Innovation, not original research alone, is the order of the day. MNC's will make an aggressive bid for the Indian market, as India moves towards TRIPS, and international companies register their new drugs for patenting after 10 years.

Smaller companies, which had so far beneted from the protective regime, may be forced to become contracting units, or close shop.

Generics will have a huge demand. Increasing R&D costs will lead to more consolidation for international companies. Within 5 years, the top 10 pharma companies will control over 60% of the world market.

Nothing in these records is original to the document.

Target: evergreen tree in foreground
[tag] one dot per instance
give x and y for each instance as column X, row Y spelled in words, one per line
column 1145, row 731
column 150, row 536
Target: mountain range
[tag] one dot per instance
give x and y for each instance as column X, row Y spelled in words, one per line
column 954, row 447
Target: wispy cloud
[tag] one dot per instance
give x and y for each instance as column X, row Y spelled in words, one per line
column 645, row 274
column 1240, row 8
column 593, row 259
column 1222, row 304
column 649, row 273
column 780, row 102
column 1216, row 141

International companies could set up their own R&D labs in India and develop drugs for tropical diseases.

Innovations in R&D process such as genomics and combinatorial chemistry.

Indian pharma companies are expected to move up the value chain from merely being reverse engineers to developers of proprietary products in the US market.

Implementing New Technologies to Address Key Issues. Combating the growth of counterfeit drugs. Handling "reverse logistics" where shipments are sent back to the manufacturer either due to incorrect items being issued or simply being out of date.

Improving the overall efficiency of receiving goods, ensuring that the right products have been delivered.

Conclusion The pharmaceutical business in the world trade environment will have to be competitive. The major focus should be on research, drug design and development. The industry, authorities and institutions must understand the challenges and market needs to develop workforce with competent, managerial and entrepreneurial talent. Pharmaceutical industry players will need to take risk and fortify their organization by focusing on to bring in talents and skills from outside the industry than with traditional approaches focused on developing talent from internal departments to focus more on to achieve industry goals.